I don’t trust in weapons;
my sword won’t save me –
But it’s you, you have saved us from the enemy;
you made those who hate us lose face.

– Psalm 44:1-8

In a vivid way when I read this psalm, I was reminded of key moments in my life where I was beaten up and scarred and wounded, times when I was called out and humiliated, times when I was taken by force and used as a plaything or object of another’s selfish gain, times when my innocence was taken, when another person didn’t respect my boundaries or love me with a selfless love, times when I was accused and left alone by those who ought to have loved me, times when I was given too much weight for my too-small shoulders to bear.
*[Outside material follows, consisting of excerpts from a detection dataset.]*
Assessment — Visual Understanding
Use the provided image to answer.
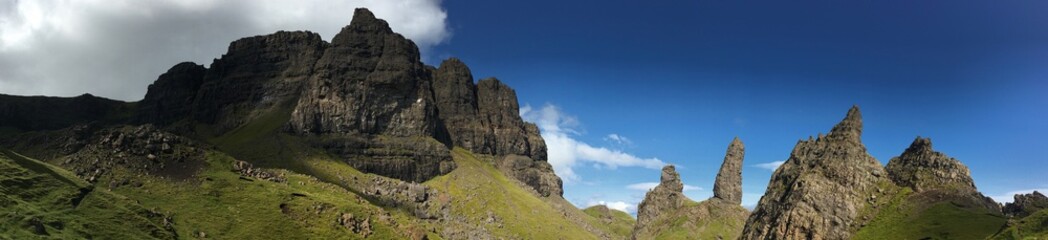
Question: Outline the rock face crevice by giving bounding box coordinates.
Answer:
[124,8,563,189]
[136,62,208,125]
[714,137,746,204]
[192,31,329,132]
[742,106,889,239]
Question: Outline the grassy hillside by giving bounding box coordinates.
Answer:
[583,205,637,236]
[424,148,596,239]
[854,188,1005,239]
[104,149,427,239]
[992,210,1048,240]
[0,151,176,239]
[637,200,749,239]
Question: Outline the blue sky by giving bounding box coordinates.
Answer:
[425,1,1048,211]
[0,0,1048,215]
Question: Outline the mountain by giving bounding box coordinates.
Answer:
[0,8,627,239]
[742,106,1005,239]
[632,137,749,239]
[0,151,178,239]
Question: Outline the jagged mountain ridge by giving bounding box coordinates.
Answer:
[0,8,599,239]
[742,106,1004,239]
[0,8,563,196]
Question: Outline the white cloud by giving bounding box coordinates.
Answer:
[604,133,633,146]
[520,104,665,182]
[0,0,451,101]
[989,189,1048,203]
[626,181,702,191]
[754,160,786,171]
[586,201,637,213]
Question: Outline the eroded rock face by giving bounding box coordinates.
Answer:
[633,165,686,239]
[496,155,564,197]
[887,137,977,193]
[289,8,438,136]
[1004,191,1048,218]
[194,31,328,133]
[742,107,890,239]
[714,137,746,204]
[59,125,206,182]
[135,62,208,126]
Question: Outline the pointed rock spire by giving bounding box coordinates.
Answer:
[658,165,684,193]
[828,105,863,143]
[714,137,746,204]
[887,136,976,193]
[633,165,686,239]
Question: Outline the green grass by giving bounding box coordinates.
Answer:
[992,210,1048,240]
[105,152,425,239]
[583,205,637,237]
[424,148,596,239]
[637,199,749,239]
[0,151,175,239]
[854,188,1005,239]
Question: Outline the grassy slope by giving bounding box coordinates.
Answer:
[425,148,595,239]
[107,152,421,239]
[583,206,637,236]
[992,210,1048,240]
[637,200,749,239]
[854,188,1005,239]
[0,151,175,239]
[197,104,612,239]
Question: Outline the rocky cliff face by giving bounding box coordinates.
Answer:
[1004,191,1048,218]
[0,8,563,193]
[888,137,977,193]
[714,137,746,204]
[433,59,563,196]
[194,31,328,132]
[887,137,1001,214]
[135,62,208,125]
[742,107,890,239]
[288,8,438,136]
[633,165,687,239]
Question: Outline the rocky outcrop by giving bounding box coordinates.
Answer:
[496,155,564,197]
[54,125,206,182]
[887,137,977,193]
[433,59,563,196]
[289,8,438,136]
[714,137,746,204]
[633,165,687,239]
[742,106,890,239]
[631,155,749,239]
[1004,191,1048,218]
[135,62,208,126]
[287,8,454,181]
[194,31,328,133]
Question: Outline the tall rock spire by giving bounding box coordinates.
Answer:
[742,107,891,239]
[714,137,746,204]
[633,165,686,239]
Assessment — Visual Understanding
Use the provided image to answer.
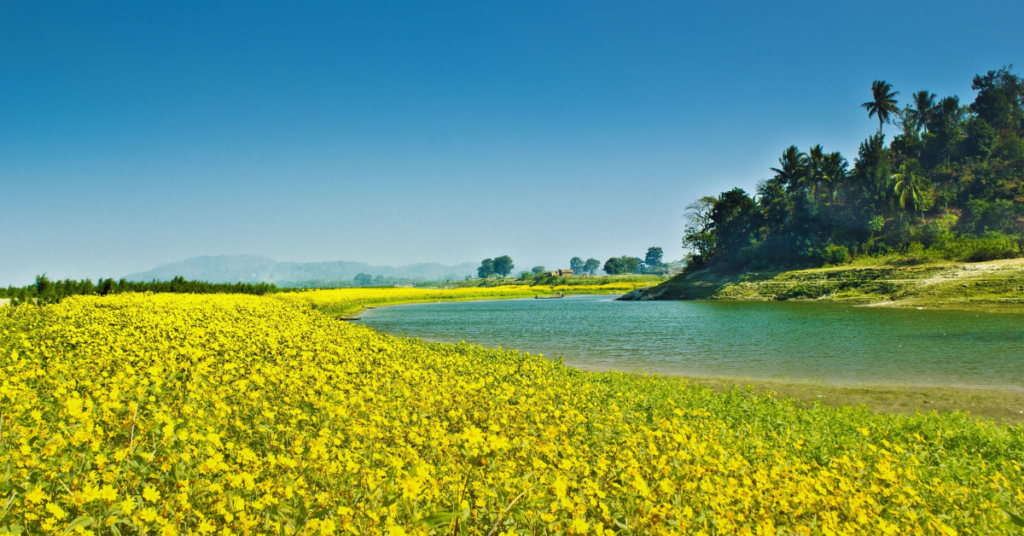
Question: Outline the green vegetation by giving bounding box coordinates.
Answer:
[476,255,515,279]
[623,255,1024,308]
[683,68,1024,274]
[0,274,282,305]
[687,377,1024,424]
[456,272,668,288]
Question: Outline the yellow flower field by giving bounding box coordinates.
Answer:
[0,295,1024,536]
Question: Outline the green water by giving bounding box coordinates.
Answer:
[361,296,1024,390]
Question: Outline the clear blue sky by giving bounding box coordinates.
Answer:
[0,0,1024,285]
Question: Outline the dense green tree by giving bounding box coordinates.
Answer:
[860,80,899,134]
[711,188,763,257]
[683,69,1024,270]
[892,162,925,217]
[604,257,623,276]
[910,90,935,133]
[604,255,641,276]
[818,153,849,219]
[770,146,807,191]
[683,197,717,258]
[971,66,1024,130]
[476,258,495,279]
[643,247,665,269]
[495,255,515,278]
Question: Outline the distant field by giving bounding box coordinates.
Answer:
[0,291,1024,536]
[273,280,651,315]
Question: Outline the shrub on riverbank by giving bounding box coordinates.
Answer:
[0,294,1024,535]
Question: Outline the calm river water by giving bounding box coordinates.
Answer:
[360,296,1024,390]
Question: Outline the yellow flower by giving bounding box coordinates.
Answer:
[462,426,483,445]
[401,478,421,499]
[46,502,68,520]
[25,488,47,504]
[142,486,160,502]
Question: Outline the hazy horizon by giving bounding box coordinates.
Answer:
[0,1,1024,286]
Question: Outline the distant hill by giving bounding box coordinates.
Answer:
[125,255,477,287]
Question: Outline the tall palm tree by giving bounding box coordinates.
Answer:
[910,90,935,132]
[860,80,899,133]
[819,152,849,219]
[771,146,807,191]
[892,164,925,218]
[804,145,825,199]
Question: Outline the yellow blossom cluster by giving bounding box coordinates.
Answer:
[0,293,1024,536]
[272,282,650,315]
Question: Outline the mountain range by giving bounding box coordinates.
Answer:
[125,255,478,287]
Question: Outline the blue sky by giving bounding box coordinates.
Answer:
[0,0,1024,285]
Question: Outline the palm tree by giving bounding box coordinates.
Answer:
[892,164,925,218]
[804,145,825,199]
[771,146,807,191]
[910,90,935,132]
[819,152,849,219]
[860,80,899,133]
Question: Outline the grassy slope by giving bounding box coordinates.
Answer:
[628,259,1024,307]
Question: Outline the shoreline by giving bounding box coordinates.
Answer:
[565,365,1024,425]
[332,294,1024,425]
[679,376,1024,425]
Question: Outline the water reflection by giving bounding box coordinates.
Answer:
[362,296,1024,389]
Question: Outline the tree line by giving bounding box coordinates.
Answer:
[0,274,282,305]
[683,66,1024,270]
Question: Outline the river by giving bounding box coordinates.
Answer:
[359,296,1024,390]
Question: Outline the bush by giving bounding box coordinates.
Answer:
[929,233,1021,262]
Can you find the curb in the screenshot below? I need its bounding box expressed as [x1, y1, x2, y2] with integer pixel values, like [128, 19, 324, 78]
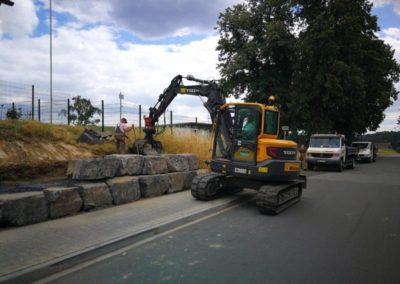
[0, 190, 254, 284]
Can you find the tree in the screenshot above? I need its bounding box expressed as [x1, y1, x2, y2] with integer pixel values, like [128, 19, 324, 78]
[217, 0, 296, 123]
[6, 103, 22, 119]
[217, 0, 400, 139]
[60, 96, 101, 126]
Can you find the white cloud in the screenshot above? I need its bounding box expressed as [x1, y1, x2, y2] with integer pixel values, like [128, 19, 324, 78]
[371, 0, 400, 15]
[41, 0, 239, 38]
[0, 0, 39, 39]
[0, 21, 218, 123]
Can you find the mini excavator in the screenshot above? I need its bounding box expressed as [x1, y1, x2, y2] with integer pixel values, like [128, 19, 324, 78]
[132, 75, 307, 215]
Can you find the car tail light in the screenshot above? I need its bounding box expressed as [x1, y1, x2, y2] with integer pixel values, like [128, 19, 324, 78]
[267, 147, 278, 158]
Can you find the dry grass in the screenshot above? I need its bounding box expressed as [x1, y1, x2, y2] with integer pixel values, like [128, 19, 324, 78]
[0, 120, 216, 168]
[157, 128, 212, 168]
[0, 120, 83, 144]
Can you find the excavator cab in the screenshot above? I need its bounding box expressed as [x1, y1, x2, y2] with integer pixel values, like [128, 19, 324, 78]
[211, 103, 300, 180]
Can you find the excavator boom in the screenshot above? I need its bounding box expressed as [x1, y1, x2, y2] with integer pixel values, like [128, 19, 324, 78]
[130, 75, 226, 155]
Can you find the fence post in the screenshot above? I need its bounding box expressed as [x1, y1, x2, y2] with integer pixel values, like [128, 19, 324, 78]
[169, 110, 172, 134]
[38, 99, 40, 121]
[67, 99, 71, 125]
[32, 85, 35, 120]
[101, 100, 104, 132]
[139, 105, 142, 130]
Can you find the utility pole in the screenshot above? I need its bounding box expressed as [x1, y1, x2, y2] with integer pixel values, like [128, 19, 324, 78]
[118, 92, 124, 120]
[49, 0, 53, 124]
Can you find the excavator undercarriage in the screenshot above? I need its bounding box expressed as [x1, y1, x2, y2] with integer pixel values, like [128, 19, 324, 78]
[191, 172, 307, 215]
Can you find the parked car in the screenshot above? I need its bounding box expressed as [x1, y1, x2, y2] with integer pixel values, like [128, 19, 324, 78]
[306, 134, 358, 172]
[351, 141, 378, 163]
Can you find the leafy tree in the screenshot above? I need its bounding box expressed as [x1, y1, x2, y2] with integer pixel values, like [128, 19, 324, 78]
[6, 103, 22, 119]
[217, 0, 400, 137]
[60, 96, 101, 126]
[217, 0, 296, 123]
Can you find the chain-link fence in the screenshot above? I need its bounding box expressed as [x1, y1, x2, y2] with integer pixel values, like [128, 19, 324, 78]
[0, 80, 211, 130]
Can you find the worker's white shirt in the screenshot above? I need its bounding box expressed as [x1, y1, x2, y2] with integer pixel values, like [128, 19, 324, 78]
[118, 122, 129, 133]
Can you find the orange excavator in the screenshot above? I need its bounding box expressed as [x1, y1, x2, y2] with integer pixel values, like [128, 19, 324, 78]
[132, 75, 307, 214]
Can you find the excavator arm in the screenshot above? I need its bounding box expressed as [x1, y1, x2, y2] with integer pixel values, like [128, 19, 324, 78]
[131, 75, 226, 154]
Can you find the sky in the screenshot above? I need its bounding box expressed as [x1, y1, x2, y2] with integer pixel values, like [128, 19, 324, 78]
[0, 0, 400, 131]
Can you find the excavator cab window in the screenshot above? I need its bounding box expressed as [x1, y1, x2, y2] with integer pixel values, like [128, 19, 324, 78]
[213, 107, 235, 160]
[264, 110, 279, 135]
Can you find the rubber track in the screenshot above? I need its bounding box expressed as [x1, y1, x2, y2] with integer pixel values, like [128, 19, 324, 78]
[256, 182, 301, 215]
[191, 173, 223, 201]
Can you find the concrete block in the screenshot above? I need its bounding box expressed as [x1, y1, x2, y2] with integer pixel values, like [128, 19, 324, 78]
[106, 176, 141, 205]
[43, 187, 83, 219]
[143, 156, 168, 175]
[168, 172, 187, 193]
[105, 154, 144, 176]
[183, 171, 198, 189]
[68, 157, 121, 180]
[0, 192, 49, 226]
[139, 174, 169, 197]
[163, 154, 189, 173]
[177, 153, 199, 171]
[77, 182, 113, 210]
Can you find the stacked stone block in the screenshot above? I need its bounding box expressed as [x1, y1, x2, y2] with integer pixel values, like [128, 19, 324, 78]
[0, 154, 204, 226]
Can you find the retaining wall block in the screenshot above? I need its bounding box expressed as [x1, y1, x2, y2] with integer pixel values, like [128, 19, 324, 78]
[163, 154, 189, 173]
[0, 192, 49, 226]
[76, 182, 113, 210]
[139, 174, 169, 197]
[106, 176, 141, 205]
[68, 157, 121, 180]
[43, 187, 83, 219]
[183, 171, 198, 189]
[168, 172, 187, 193]
[143, 156, 168, 175]
[105, 154, 144, 176]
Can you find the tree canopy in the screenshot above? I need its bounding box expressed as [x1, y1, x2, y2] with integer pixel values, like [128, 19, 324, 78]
[60, 96, 101, 126]
[217, 0, 400, 136]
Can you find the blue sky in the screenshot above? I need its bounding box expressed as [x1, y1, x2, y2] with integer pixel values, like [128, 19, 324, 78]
[0, 0, 400, 130]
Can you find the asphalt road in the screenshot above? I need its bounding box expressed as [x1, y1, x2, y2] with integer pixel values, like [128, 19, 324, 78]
[43, 157, 400, 284]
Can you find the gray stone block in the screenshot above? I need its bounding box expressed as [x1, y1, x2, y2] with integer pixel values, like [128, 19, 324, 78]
[0, 192, 49, 226]
[106, 176, 141, 205]
[43, 187, 83, 219]
[105, 154, 144, 176]
[183, 171, 198, 189]
[143, 156, 168, 175]
[163, 154, 189, 173]
[177, 153, 199, 171]
[139, 174, 169, 197]
[168, 172, 187, 193]
[68, 158, 121, 180]
[77, 182, 113, 210]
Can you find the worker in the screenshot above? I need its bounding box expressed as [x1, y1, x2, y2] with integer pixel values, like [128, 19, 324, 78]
[115, 117, 135, 154]
[242, 113, 257, 140]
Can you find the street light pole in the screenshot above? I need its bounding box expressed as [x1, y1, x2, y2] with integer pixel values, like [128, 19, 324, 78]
[49, 0, 53, 124]
[118, 92, 124, 120]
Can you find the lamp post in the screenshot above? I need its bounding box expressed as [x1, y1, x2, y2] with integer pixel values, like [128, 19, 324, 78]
[49, 0, 53, 124]
[118, 92, 124, 120]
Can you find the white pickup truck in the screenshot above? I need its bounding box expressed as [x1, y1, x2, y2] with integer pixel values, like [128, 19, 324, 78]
[306, 134, 358, 172]
[351, 141, 378, 163]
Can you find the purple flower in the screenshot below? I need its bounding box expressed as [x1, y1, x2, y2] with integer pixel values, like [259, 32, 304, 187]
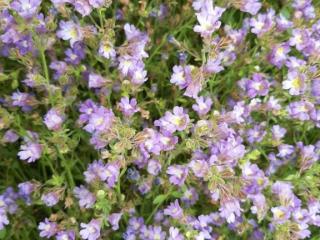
[168, 227, 184, 240]
[192, 96, 212, 116]
[148, 226, 166, 240]
[0, 209, 9, 230]
[73, 185, 96, 208]
[268, 43, 290, 68]
[240, 0, 262, 15]
[57, 20, 84, 46]
[3, 129, 19, 143]
[271, 206, 290, 224]
[43, 108, 64, 131]
[79, 99, 98, 124]
[147, 159, 161, 176]
[219, 198, 242, 223]
[84, 106, 114, 133]
[18, 142, 42, 163]
[164, 200, 183, 219]
[154, 106, 190, 133]
[170, 65, 192, 89]
[108, 213, 122, 231]
[193, 7, 225, 38]
[11, 91, 34, 111]
[65, 42, 86, 65]
[80, 219, 101, 240]
[56, 230, 76, 240]
[246, 73, 270, 98]
[98, 41, 117, 59]
[11, 0, 41, 18]
[72, 0, 92, 17]
[38, 218, 58, 238]
[49, 61, 67, 79]
[271, 125, 287, 141]
[189, 160, 209, 178]
[167, 165, 188, 186]
[288, 101, 315, 121]
[41, 192, 60, 207]
[282, 70, 307, 95]
[250, 9, 275, 37]
[119, 97, 139, 117]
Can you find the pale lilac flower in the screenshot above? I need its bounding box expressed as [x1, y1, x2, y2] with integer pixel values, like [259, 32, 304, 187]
[192, 96, 212, 116]
[246, 73, 270, 98]
[11, 0, 41, 18]
[167, 165, 188, 186]
[154, 106, 190, 133]
[268, 44, 290, 68]
[3, 129, 19, 143]
[193, 7, 225, 38]
[108, 213, 122, 231]
[164, 200, 183, 219]
[271, 206, 290, 224]
[271, 125, 287, 141]
[41, 192, 60, 207]
[84, 106, 114, 133]
[240, 0, 262, 15]
[282, 70, 306, 95]
[88, 73, 107, 88]
[43, 108, 64, 131]
[147, 159, 161, 176]
[288, 101, 315, 121]
[73, 185, 96, 208]
[18, 142, 42, 163]
[0, 209, 9, 230]
[80, 219, 101, 240]
[119, 97, 139, 117]
[98, 41, 117, 59]
[57, 20, 84, 46]
[56, 230, 76, 240]
[38, 218, 58, 238]
[168, 227, 184, 240]
[219, 198, 242, 223]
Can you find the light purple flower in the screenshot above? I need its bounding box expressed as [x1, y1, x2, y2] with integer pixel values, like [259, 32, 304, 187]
[80, 219, 101, 240]
[88, 73, 107, 88]
[147, 159, 161, 176]
[288, 101, 315, 121]
[193, 7, 225, 38]
[271, 206, 290, 224]
[167, 165, 188, 186]
[98, 41, 117, 59]
[108, 213, 122, 231]
[240, 0, 262, 15]
[18, 142, 42, 163]
[192, 96, 212, 116]
[164, 200, 183, 219]
[44, 108, 64, 131]
[38, 218, 58, 238]
[246, 73, 270, 98]
[73, 185, 96, 208]
[11, 0, 41, 18]
[119, 97, 139, 117]
[57, 20, 84, 46]
[3, 129, 19, 143]
[84, 106, 114, 133]
[56, 230, 76, 240]
[41, 192, 60, 207]
[154, 106, 190, 133]
[282, 70, 306, 95]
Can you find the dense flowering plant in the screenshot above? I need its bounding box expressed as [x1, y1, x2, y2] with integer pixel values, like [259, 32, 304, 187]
[0, 0, 320, 240]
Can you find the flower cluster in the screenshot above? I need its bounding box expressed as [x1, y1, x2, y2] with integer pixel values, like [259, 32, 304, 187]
[0, 0, 320, 240]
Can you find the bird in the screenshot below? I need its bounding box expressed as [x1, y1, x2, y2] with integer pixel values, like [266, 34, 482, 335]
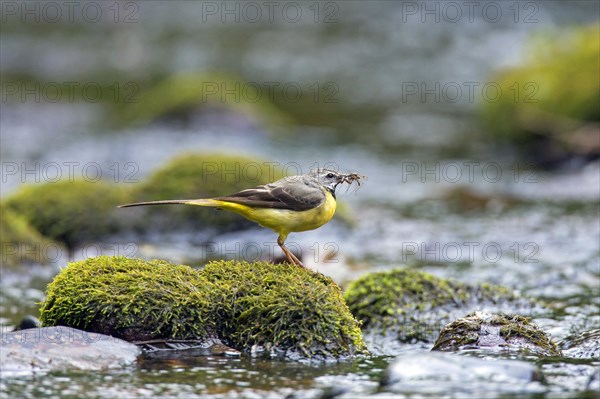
[119, 169, 366, 267]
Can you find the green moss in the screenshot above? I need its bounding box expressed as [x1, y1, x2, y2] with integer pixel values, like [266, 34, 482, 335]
[40, 256, 214, 341]
[482, 21, 600, 152]
[344, 269, 469, 327]
[0, 208, 63, 267]
[344, 269, 533, 342]
[115, 73, 289, 129]
[40, 257, 366, 358]
[432, 312, 560, 356]
[134, 153, 282, 230]
[204, 261, 365, 358]
[4, 180, 128, 248]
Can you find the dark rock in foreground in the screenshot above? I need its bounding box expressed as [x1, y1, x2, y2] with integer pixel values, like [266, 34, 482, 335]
[432, 312, 561, 356]
[0, 326, 141, 377]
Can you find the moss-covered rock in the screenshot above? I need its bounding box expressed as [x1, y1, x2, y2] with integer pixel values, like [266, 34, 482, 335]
[40, 256, 214, 341]
[3, 180, 129, 248]
[40, 257, 365, 358]
[203, 261, 365, 357]
[432, 312, 561, 356]
[481, 24, 600, 161]
[344, 269, 533, 350]
[0, 205, 64, 267]
[131, 153, 282, 230]
[115, 73, 289, 129]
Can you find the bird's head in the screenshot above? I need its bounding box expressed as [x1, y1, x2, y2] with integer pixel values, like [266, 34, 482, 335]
[309, 169, 347, 194]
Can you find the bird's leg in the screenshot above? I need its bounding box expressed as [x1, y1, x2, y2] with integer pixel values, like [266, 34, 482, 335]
[277, 235, 305, 267]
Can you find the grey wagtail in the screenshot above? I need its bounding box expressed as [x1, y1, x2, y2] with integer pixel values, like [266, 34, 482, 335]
[119, 169, 365, 267]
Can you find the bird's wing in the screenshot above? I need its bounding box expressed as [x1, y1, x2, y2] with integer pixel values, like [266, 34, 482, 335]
[214, 178, 325, 211]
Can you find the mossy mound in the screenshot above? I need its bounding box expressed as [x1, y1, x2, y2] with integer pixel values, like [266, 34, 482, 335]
[203, 261, 365, 358]
[3, 180, 128, 248]
[482, 24, 600, 161]
[115, 73, 289, 129]
[131, 153, 282, 230]
[432, 312, 561, 356]
[40, 256, 211, 341]
[0, 205, 64, 268]
[344, 269, 534, 342]
[40, 256, 365, 358]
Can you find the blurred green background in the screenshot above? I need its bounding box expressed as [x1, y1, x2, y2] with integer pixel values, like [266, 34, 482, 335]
[0, 0, 600, 397]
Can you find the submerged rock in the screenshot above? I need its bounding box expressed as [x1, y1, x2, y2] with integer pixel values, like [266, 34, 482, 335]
[380, 352, 546, 397]
[0, 326, 141, 377]
[344, 269, 535, 355]
[40, 256, 366, 358]
[432, 312, 561, 356]
[558, 329, 600, 359]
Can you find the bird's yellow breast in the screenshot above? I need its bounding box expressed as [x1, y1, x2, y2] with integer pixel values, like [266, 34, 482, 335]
[215, 190, 336, 235]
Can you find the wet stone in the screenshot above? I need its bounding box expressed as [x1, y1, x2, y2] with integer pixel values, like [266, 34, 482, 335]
[380, 352, 545, 397]
[432, 312, 561, 356]
[0, 326, 140, 377]
[559, 329, 600, 359]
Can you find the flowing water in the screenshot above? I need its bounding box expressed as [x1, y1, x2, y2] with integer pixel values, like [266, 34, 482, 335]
[0, 1, 600, 398]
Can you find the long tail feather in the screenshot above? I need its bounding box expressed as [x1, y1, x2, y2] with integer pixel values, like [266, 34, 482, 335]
[117, 199, 219, 208]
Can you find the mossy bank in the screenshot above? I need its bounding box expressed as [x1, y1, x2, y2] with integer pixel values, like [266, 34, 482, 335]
[0, 205, 64, 268]
[2, 180, 129, 248]
[40, 257, 366, 359]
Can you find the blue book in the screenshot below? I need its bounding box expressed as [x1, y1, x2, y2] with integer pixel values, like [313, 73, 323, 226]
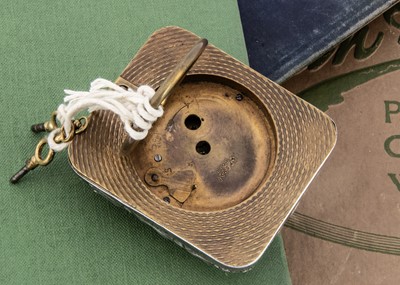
[238, 0, 397, 83]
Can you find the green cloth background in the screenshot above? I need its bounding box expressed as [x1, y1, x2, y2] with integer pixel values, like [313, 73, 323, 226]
[0, 0, 290, 284]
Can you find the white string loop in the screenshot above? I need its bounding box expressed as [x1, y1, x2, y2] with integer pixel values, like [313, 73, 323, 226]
[47, 78, 164, 152]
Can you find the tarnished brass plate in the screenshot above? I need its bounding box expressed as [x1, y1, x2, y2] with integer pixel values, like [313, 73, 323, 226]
[69, 27, 336, 271]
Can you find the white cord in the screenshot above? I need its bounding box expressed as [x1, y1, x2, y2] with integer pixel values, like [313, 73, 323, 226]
[47, 78, 164, 152]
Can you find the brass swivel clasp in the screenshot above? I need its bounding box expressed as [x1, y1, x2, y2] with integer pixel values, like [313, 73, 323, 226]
[10, 112, 89, 184]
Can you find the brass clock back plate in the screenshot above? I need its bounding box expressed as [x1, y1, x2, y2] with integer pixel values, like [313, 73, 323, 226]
[69, 27, 336, 271]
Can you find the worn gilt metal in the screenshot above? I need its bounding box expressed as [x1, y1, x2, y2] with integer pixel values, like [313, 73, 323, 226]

I recalled these moments in graphic detail and remembered my need for God’s just heart when I originally faced the real truth of these hurts and needed to heal from them. I needed the justice of God to heal. I needed to encounter a God who saw those things happen and thought it mattered. I needed to be seen in those moments of pain, and God saw me. He cared for me in a way that I needed care. He acknowledged the wrongdoing and fought for my heart. He ministered to me tenderly and dressed my wounds.

God’s heart of justice was the essence of my healing at that time. His justice brought me close to his side. It grew my love for him. It secured me in his love, and my conception of God today is bound up in his having done this for me.

But as I grew in this love from God and became rooted and established in it, a shift happened. I stopped needing God’s wrath. I no longer needed his vengeful justice against those who had brought me harm. His love for me overcame my original pain and my need for God’s justice on my behalf.

Instead, I began to love those who had hurt me and desired their good and their salvation. I began to see their woundedness and felt nothing but compassion and mercy. I forgave them. I prayed for them. I sought reconciliation with some of them. I desired their good.

In this, I became united to God’s heart of love. I entered God’s love for the world. It is a love that weeps for the brokenness of humanity and seeks its salvation. It is a love that comes after those who reject God. It is a love that is stronger than hate.

The love of God that was rooted in his justice healed my wounds and helped me forgive and love the world. This is where my nonviolence journey began.